It was a risk — a big one.
In the middle of a Global Financial Crisis, a Tauranga developer looked at 254ha of semi-developed farmland and saw an opportunity.
It wasn't the first to do so. An established development company at the time, Grasshopper Farms had also tried to transform the rural landscape - and failed.
It was 2011 and The Lakes subdivision in Pyes Pā West was in receivership.
Stretching from Route K roundabout along the Kopurererua Valley to Pyes Pa Rd at the crematorium, The Lakes was the shining light of new urban development in the Western Bay of Plenty.
There were parks, reserves, sculptures, kilometres of walk and cycleways and an 8ha man-made lake.

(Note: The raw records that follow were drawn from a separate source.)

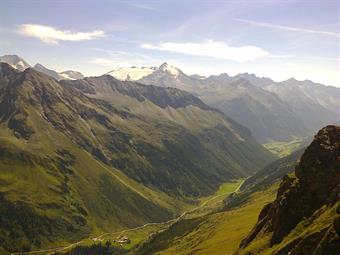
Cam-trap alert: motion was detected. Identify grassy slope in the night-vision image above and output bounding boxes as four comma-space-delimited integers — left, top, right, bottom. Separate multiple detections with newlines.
238, 202, 340, 255
263, 137, 304, 158
135, 181, 277, 255
0, 64, 274, 251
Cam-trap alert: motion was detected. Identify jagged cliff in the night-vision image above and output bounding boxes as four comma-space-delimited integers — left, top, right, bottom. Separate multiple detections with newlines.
237, 126, 340, 255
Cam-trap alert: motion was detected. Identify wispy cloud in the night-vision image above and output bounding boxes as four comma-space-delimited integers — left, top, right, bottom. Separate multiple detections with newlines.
235, 19, 340, 37
89, 48, 160, 68
140, 40, 269, 62
19, 24, 105, 44
127, 3, 158, 11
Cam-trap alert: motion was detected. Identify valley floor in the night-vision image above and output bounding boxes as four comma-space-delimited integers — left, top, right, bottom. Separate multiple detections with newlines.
141, 183, 278, 255
9, 179, 244, 255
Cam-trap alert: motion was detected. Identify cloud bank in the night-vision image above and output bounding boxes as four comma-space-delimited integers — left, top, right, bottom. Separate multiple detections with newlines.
19, 24, 104, 44
235, 19, 340, 37
140, 40, 269, 63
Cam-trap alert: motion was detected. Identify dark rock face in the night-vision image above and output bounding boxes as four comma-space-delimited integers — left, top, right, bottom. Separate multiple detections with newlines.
240, 126, 340, 254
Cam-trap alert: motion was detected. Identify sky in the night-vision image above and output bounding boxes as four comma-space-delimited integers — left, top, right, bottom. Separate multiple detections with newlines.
0, 0, 340, 87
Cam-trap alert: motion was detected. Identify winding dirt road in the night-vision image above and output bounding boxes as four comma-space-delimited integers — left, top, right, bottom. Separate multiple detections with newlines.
11, 179, 245, 255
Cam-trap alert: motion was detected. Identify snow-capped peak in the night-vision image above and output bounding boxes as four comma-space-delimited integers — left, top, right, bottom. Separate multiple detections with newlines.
158, 62, 180, 76
107, 66, 157, 81
0, 55, 30, 71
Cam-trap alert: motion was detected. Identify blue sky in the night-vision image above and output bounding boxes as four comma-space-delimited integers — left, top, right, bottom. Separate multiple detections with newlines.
0, 0, 340, 86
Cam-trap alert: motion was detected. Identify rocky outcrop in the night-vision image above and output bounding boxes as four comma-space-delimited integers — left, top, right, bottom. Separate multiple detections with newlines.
238, 126, 340, 255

The adjacent hillside had been re-vegetated with plants and trees.
More than 100 houses had been built, some multi-million dollar homes - more than 300 sections were sold and the Bridgewater retirement village was under way. A neighbouring shopping centre had not yet started.
Seven years earlier, Grasshopper had bought what was then just empty farmland.
The developers had poured their heart and soul into the development.
But hit by a property downturn and carrying too much debt, the company ended up plunging into receivership owing $95 million to Bank of Scotland International.
Grasshopper became a victim of the times.
Rates relief offered to some CBD businesses
Saving The Lakes
The Carrus Corporation - headed by Sir Paul Adams, knighted this month in the Queen's Birthday Honours - was busy with residential and commercial developments.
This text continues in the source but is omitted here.